The films will be released in waves: The February drop includes classics like “My Neighbor Totoro” and “Kiki’s Delivery Service.”
Then, on March 1, the Academy Award-winning “Spirited Away” and six more join the platform. The final seven films, including “Howl’s Moving Castle,” will debut on April 1.
American fans aren’t out of luck yet. All 21 films will stream on competitor service HBO Max upon its launch in May. At the time, its acquisition marked the first time Studio Ghibli’s films were licensed to a streaming platform, the New York Times reported.

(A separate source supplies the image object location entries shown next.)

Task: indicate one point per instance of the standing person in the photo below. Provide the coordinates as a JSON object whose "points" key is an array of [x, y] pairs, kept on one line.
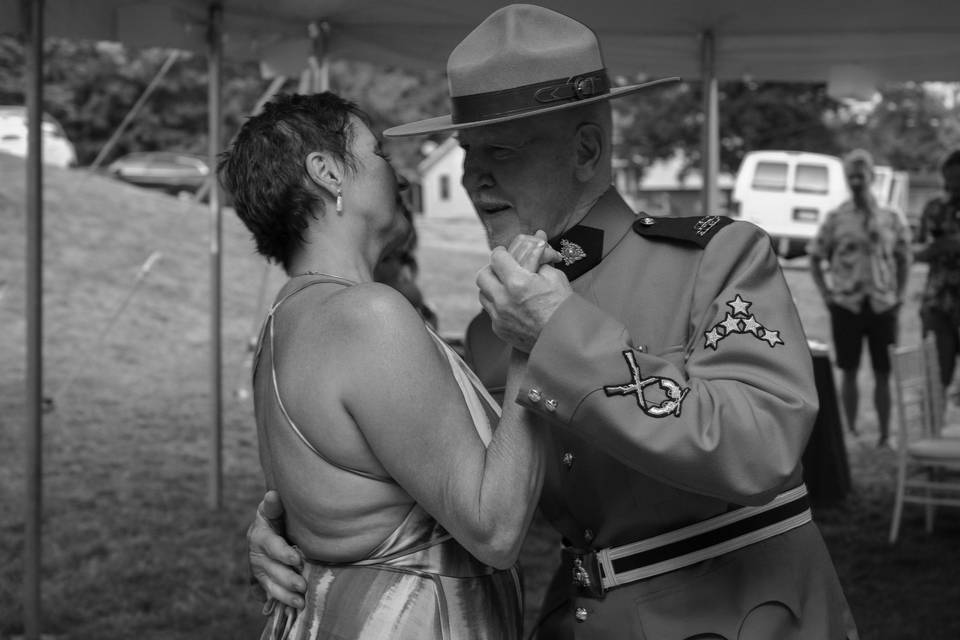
{"points": [[867, 252], [666, 361], [420, 521], [939, 235]]}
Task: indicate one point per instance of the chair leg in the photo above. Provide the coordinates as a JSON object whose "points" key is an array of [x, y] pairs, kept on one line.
{"points": [[897, 506], [931, 511], [930, 507]]}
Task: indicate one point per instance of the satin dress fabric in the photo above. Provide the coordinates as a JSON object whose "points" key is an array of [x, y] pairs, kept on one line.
{"points": [[419, 583]]}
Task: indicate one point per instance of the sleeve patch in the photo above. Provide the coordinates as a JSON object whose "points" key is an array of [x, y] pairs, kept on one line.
{"points": [[740, 321], [673, 394]]}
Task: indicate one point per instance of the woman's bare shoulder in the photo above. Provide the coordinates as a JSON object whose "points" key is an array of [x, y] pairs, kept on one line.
{"points": [[370, 309]]}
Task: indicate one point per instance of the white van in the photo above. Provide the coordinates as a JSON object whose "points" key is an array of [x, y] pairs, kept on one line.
{"points": [[57, 149], [788, 194]]}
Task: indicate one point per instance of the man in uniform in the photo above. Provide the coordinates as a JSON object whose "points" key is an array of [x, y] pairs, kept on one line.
{"points": [[666, 358]]}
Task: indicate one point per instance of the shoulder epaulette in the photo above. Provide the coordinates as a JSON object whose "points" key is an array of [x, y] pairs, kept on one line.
{"points": [[696, 229]]}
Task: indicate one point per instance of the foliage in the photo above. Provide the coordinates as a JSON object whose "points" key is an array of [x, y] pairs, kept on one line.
{"points": [[909, 128], [90, 88], [130, 548], [771, 115]]}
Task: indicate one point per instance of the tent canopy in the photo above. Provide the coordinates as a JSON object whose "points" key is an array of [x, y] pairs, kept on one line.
{"points": [[873, 40]]}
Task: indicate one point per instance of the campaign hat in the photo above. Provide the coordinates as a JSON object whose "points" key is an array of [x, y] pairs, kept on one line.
{"points": [[523, 60]]}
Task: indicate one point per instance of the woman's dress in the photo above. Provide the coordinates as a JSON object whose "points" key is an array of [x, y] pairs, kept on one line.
{"points": [[419, 583]]}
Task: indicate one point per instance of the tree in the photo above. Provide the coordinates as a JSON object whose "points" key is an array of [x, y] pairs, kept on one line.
{"points": [[770, 115], [908, 127]]}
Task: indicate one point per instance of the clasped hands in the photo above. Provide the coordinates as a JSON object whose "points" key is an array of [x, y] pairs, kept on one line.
{"points": [[520, 291]]}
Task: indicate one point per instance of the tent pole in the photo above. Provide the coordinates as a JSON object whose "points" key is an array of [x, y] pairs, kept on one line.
{"points": [[142, 100], [32, 11], [710, 140], [214, 62]]}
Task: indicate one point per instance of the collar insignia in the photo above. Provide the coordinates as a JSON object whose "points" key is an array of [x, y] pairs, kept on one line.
{"points": [[570, 252], [580, 248]]}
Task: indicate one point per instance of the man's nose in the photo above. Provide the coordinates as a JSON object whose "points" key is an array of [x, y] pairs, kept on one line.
{"points": [[476, 174]]}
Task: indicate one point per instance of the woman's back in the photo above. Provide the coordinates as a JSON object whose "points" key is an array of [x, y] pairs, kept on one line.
{"points": [[378, 564]]}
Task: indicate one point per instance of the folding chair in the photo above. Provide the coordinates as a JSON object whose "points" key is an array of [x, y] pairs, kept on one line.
{"points": [[928, 464], [938, 400]]}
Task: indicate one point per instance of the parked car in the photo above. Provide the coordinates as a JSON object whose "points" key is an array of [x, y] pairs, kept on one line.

The studio hasn’t released a new film since 2014, but it’s enjoyed international acclaim since its founding nearly 35 years ago. Its fantastical tales of growing up have attracted a global following – one both streaming services plan to capitalize on.
“In this day and age, there are various great ways a film can reach audiences,” Studio Ghibli producer Toshio Suzuki said in a statement through Netflix. “We’ve listened to our fans and have made the definitive decision to stream our film catalog. We hope people around the world will discover the world of Studio Ghibli through this experience.”
Director of Original Animation at Netflix Aram Yacoubian called the acquisition a “dream come true” for the platform and its users in Latin America, Europe, Africa and Asia.
See the full release schedule here:
February 1: “Castle in the Sky,” “My Neighbor Totoro,” “Kiki’s Delivery Service,” “Porco Rosso,” “Ocean Waves,” “Tales from Earthsea”
March 1: “Nausicaä of the Valley of the Wind,” “Princess Mononoke,” “My Neighbors the Yamadas,” “Spirited Away,” “The Cat Returns,” “Arrietty,” “The Tale of The Princess Kaguya”
April 1: “Pom Poko,” “Whisper of the Heart,” “Howl’s Moving Castle,” “Ponyo on the Cliff by the Sea,” “From Up on Poppy Hill,” “The Wind Rises,” “When Marnie Was There”
HBO and CNN share a parent company, WarnerMedia.